You’re not just a writer. You’re
THE writer. If the real world doesn’t
suit you, you change it. Nod, smile and
thank your expert for their opinion—then ignore it. But it ignore it privately, within the
confines of your writing.
|Yelling always makes an argument more compelling.|
Don’t I Know You From Roanoke Island?
About a year ago, Nathan Fillion and Alan Tudyk launched a crowdfunding campaign for their web series Con Man. Watch one of these episodes and at the end you’ll see a stream of names, in alphabetical order, of the hundreds of folk who contributed to make the series happen. Slow it down in the “McCandless” section and you’ll even see my name. It’s that simple. So simple, a cave man could do it. Recognition is so easy. Anyone who contributes
to your writing, even
in a small way, should get a quick mention.
Author acknowledgements are almost universally overlooked by
readers—unless their name appears. I
actually read the acknowledgements, which are generally rife with inside jokes,
and undecipherable personal asides. The
author has taken the time to give a shout out to show their gratitude and
respect for those who provided assistance, and I like to honor that. That’s just me though. There’s no need to put yourself through the
torture. The thing to remember is to
start an “Acknowledgements” file alongside your manuscript, and add to it when
someone provides content.
|We're happy because of happiness.|
Buy Their Love
For those experts who went the extra mile, be sure you do as well. A signed copy of the book when it releases with a personal note is simple and classy. If you’re not aiming for class though, feel free to include some alcohol in the package (especially if you’re sending it to me). Beta team members should include, or at least be considered, experts.
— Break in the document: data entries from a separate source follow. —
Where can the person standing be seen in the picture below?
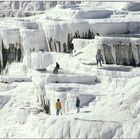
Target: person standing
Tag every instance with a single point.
(58, 107)
(99, 58)
(57, 65)
(78, 104)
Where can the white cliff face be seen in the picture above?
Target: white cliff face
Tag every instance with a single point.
(31, 46)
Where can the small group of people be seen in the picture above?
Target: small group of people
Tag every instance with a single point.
(99, 58)
(55, 71)
(59, 107)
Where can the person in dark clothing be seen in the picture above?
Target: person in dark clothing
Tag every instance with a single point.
(99, 57)
(55, 71)
(78, 104)
(58, 107)
(47, 108)
(57, 65)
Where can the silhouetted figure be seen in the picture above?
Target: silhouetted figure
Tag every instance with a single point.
(47, 108)
(99, 57)
(64, 48)
(98, 34)
(57, 65)
(58, 107)
(55, 71)
(78, 104)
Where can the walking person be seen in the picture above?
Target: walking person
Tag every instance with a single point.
(58, 107)
(78, 104)
(99, 58)
(57, 65)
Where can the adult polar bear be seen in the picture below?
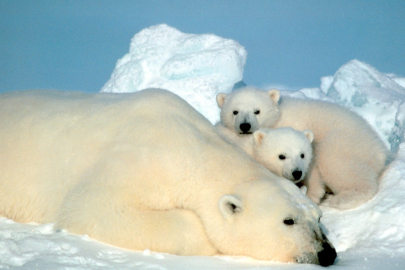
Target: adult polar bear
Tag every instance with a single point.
(348, 155)
(145, 170)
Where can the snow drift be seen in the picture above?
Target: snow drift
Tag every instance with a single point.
(197, 67)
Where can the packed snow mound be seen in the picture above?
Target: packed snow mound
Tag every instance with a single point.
(375, 96)
(196, 67)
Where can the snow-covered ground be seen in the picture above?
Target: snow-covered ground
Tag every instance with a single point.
(197, 67)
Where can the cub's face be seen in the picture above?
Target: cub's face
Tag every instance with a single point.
(268, 222)
(246, 110)
(284, 151)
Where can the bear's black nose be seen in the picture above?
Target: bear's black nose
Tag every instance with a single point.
(245, 127)
(297, 174)
(328, 255)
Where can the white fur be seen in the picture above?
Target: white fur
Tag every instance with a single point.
(349, 156)
(146, 170)
(284, 151)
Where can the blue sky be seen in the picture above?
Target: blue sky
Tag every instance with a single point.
(74, 45)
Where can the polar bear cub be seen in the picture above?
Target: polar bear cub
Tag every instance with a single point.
(284, 151)
(349, 156)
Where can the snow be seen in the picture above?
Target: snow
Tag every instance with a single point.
(197, 67)
(189, 65)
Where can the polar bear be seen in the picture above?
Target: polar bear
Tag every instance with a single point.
(349, 156)
(284, 151)
(147, 171)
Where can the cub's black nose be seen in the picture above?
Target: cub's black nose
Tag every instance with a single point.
(297, 174)
(328, 255)
(245, 127)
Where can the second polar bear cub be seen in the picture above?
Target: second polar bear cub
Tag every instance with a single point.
(349, 156)
(284, 151)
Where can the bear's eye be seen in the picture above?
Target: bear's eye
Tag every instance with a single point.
(289, 221)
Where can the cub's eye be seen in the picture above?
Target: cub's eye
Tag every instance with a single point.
(289, 221)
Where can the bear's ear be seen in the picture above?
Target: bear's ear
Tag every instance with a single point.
(221, 99)
(309, 135)
(274, 95)
(230, 205)
(258, 136)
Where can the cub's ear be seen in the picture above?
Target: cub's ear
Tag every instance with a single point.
(230, 205)
(309, 135)
(274, 95)
(221, 99)
(258, 137)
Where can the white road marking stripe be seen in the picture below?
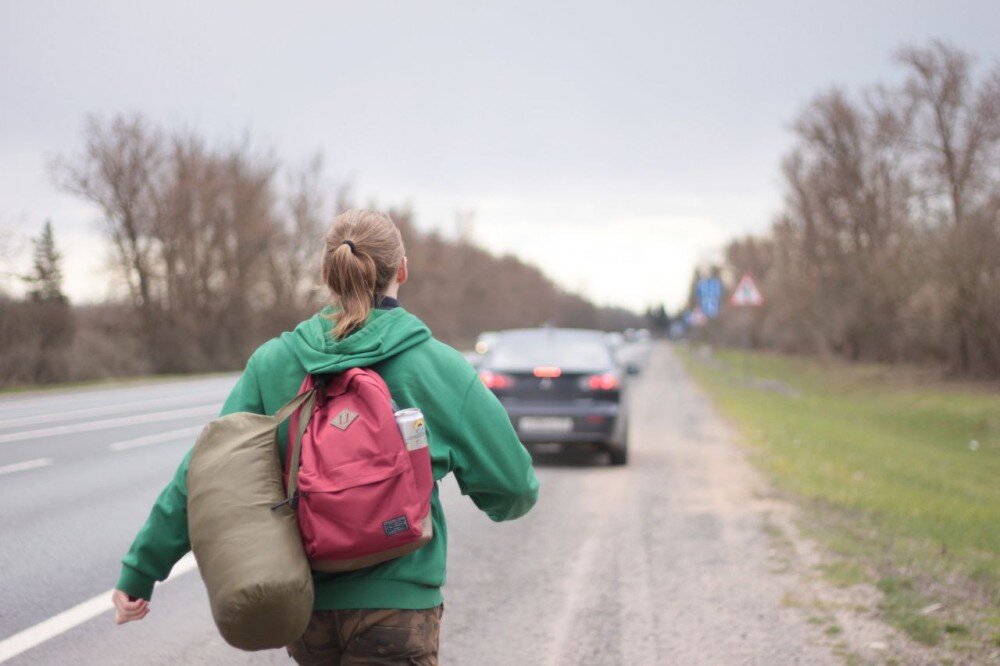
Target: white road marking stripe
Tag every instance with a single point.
(27, 464)
(578, 572)
(104, 409)
(77, 615)
(152, 417)
(155, 439)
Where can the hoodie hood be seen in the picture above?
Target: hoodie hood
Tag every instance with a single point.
(385, 334)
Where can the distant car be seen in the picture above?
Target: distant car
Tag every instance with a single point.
(560, 385)
(484, 341)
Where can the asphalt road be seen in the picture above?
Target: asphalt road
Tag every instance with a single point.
(664, 561)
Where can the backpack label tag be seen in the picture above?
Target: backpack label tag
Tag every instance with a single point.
(395, 525)
(344, 419)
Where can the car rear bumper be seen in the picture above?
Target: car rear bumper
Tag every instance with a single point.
(596, 421)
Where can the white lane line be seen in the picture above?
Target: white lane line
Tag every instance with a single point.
(75, 616)
(578, 573)
(152, 417)
(27, 464)
(54, 415)
(159, 438)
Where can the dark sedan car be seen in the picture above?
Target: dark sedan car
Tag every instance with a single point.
(560, 385)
They went above and beyond, so you should as well.
If you put it altogether, with your expert inputs woven into your story, those spiffy, shiny
details may get you a
compliment like the one I received yesterday:
|All for me!/|
I enjoy the way McCandless . . . actually knows how guns work and how they should be used, and has characters who understand small group tactics. There's reason police use SWAT teams of 4 to 6 people to clear a house. We got a good lesson one tactical weekend when 36 of us, including several SWAT team members, used simulation and tried to clear a house with one shooter in it with one of us going in at a time. End of the day, shooter 36, the rest of us zero. Del was right to be nervous about trying to clear a place with a team of 3.
If a guy who knows what he’s talking about says that you do to, then you win!